Votre projet en quelques mots ?
C’était une commande de CoCreate Humanity, une association qui fournit une aide psychologique et médicale aux travailleurs humanitaires, notamment pour leur permettre de faire face au stress post traumatique qui peut subvenir après certaines missions.
L’association a proposé une vingtaine de témoignages à l’ensemble de la classe, à partir desquels nous devions créer un motion design d’une minute trente maximum. Nous avons chacun tiré au sort un texte. Le mien s’appelait « Le temps d’un café », il a été écrit par une jeune femme qui partait pour la première fois en mission au Soudan du sud.
Le texte était un peu complexe à animer car il ne parle pas de traumatisme en tant que tel mais plutôt de la peur ressentie par la protagoniste dans un pays étranger et en conflit. Il fallait donc que je trouve comment illustrer ses craintes et ses doutes.
Le pitch était le suivant : une jeune femme en mission dans un petit village est invitée à prendre un café par Margerat, une autre femme, membre de son équipe et doit donc s’aventurer hors de l’enceinte de l’organisation humanitaire pour laquelle elle travaille. Le témoignage raconte tout le questionnement de cette jeune femme qui hésite à accepter la proposition pour des raisons de sécurité.
Avec ce film, je voulais illustrer l’idée que parfois une situation d’apparence anodine peut amener à devoir faire un choix qui l’est beaucoup moins. Je voulais montrer cette idée d’errance, d’introspection à travers un carnet de voyage et créer ainsi une cartographie de la réflexion de cette femme, tisser un fil de pensées qui serait comme une route que va suivre le spectateur.
©Clémentine Thiriot pour CoCreate Humanity
Quelles ont été vos références, vos inspirations pour la réalisation du motion ?
Je me suis beaucoup inspirée de l’illustratrice Stéphanie Ledoux qui est une référence pour moi depuis que je suis petite. Elle s’est spécialisée dans les carnets de terrains et les portraits en très grand format sur lesquels elle réalise des collages avec des papiers rassemblés au cours de ses voyages. Cette technique et son approche ethnographique du dessin m’intéressaient beaucoup.
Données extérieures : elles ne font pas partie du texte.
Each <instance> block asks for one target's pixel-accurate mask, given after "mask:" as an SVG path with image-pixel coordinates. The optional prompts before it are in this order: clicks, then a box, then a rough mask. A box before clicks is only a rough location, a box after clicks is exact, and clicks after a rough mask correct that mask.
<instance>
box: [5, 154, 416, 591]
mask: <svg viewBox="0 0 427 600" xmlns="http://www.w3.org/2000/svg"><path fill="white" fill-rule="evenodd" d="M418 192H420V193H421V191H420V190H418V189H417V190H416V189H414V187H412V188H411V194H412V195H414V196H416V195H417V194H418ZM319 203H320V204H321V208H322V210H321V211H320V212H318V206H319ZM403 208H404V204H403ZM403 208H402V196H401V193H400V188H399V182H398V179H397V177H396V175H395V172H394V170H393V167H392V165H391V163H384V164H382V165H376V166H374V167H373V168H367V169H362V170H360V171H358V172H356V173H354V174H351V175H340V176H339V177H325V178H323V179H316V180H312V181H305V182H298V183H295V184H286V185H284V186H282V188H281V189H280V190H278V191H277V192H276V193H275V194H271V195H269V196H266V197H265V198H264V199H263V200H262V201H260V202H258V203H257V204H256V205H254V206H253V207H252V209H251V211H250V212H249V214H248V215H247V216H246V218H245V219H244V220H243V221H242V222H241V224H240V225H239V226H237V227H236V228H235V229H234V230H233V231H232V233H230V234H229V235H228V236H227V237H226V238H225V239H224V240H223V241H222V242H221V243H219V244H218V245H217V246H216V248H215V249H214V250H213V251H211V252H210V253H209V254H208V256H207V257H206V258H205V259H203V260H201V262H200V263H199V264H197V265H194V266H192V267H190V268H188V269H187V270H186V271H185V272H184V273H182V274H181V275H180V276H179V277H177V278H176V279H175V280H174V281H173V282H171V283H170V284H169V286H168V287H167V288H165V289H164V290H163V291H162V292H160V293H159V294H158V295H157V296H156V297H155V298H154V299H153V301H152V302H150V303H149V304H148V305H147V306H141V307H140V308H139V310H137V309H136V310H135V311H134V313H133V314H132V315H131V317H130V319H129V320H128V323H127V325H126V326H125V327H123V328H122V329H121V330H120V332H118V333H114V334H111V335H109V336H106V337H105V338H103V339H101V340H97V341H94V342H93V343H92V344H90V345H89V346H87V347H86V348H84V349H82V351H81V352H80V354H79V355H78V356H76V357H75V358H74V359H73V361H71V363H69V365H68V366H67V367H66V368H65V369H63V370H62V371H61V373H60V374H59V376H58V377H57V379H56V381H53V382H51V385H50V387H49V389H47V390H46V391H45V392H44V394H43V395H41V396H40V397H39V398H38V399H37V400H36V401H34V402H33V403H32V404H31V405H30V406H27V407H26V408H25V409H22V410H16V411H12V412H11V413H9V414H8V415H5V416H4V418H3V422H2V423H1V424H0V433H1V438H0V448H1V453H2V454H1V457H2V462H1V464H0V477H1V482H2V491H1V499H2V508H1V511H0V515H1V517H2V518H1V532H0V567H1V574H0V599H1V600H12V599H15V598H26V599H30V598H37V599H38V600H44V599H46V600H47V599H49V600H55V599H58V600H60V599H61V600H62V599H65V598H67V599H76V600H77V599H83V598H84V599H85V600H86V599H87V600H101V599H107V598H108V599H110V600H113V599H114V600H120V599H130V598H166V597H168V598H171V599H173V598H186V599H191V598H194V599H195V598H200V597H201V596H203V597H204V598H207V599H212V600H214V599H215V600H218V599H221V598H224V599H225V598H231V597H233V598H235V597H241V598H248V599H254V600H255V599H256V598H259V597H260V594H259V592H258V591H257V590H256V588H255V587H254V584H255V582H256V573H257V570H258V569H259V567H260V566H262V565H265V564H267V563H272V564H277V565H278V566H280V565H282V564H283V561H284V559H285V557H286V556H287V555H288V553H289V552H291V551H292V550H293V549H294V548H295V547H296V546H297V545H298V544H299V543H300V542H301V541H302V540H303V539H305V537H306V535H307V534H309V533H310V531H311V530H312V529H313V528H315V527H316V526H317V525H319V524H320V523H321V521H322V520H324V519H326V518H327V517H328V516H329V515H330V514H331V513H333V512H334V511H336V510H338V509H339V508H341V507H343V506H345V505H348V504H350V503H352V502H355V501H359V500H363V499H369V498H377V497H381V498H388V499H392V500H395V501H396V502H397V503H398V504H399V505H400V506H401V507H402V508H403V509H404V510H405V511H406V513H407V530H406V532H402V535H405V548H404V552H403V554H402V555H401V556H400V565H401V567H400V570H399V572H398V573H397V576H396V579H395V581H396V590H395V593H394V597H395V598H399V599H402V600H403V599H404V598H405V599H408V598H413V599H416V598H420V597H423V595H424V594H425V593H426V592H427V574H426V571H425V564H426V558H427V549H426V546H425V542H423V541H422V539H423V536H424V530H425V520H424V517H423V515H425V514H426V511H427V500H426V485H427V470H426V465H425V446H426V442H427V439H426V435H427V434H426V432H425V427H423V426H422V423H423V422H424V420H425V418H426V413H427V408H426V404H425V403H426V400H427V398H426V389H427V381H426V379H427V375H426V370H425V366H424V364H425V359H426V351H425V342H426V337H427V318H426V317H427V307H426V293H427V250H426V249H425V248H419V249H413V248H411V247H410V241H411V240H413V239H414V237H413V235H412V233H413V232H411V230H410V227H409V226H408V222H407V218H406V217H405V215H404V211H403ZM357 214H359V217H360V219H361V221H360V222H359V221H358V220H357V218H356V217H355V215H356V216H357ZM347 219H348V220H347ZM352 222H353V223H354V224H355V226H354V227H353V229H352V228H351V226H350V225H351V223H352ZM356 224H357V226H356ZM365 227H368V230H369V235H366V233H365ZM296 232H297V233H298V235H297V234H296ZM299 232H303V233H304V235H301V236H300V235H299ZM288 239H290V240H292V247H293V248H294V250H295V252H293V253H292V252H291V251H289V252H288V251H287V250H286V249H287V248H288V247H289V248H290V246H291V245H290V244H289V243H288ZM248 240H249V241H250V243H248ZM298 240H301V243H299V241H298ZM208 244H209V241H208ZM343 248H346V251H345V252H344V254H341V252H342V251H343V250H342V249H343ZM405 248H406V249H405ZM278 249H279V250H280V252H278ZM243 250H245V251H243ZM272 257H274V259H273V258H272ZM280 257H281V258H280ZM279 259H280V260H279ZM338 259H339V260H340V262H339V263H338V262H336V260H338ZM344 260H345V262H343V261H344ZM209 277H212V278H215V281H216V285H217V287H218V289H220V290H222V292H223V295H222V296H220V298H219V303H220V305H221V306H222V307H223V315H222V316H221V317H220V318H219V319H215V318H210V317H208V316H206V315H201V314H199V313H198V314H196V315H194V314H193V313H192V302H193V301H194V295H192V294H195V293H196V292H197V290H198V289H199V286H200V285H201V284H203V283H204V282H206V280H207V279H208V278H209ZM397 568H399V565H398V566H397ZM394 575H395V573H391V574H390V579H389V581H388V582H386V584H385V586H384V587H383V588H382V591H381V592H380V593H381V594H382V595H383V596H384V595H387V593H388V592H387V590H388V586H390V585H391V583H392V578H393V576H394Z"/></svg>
J'aime aussi beaucoup le travail d’Eva Jospin, qui crée des paysages tissés monumentaux, j’ai repris ce motif du fil dans mon motion.
J’ai aussi été très influencée par l’illustratrice jeunesse Rébecca Dautremer qui utilise des gribouillis et des graffitis dans ses illustrations, notamment dans son adaptation graphique de Des souris et des hommes.
D’une manière générale j’aime beaucoup aller à la bibliothèque municipale pour me plonger dans des livres et en tirer des idées. J’ai consulté quelques ouvrages sur l’art africain et j'ai cherché des articles ou des reportages qui pourraient me renseigner davantage sur le contexte du pays.
©Clémentine Thiriot pour CoCreate Humanity
Quelles techniques avez-vous utilisé ? Quel a été votre cheminement créatif ?
L’idée du carnet de voyage s’est imposée assez naturellement avec le sujet et la forme du texte. La narratrice évoque surtout des émotions qu'elle a ressenties, il n’y a pas vraiment d’action à mettre en scène.
J’ai eu l’idée de représenter des masques et des éléments tissés pour pouvoir créer des animations à superposer au texte, de manière un peu abstraite.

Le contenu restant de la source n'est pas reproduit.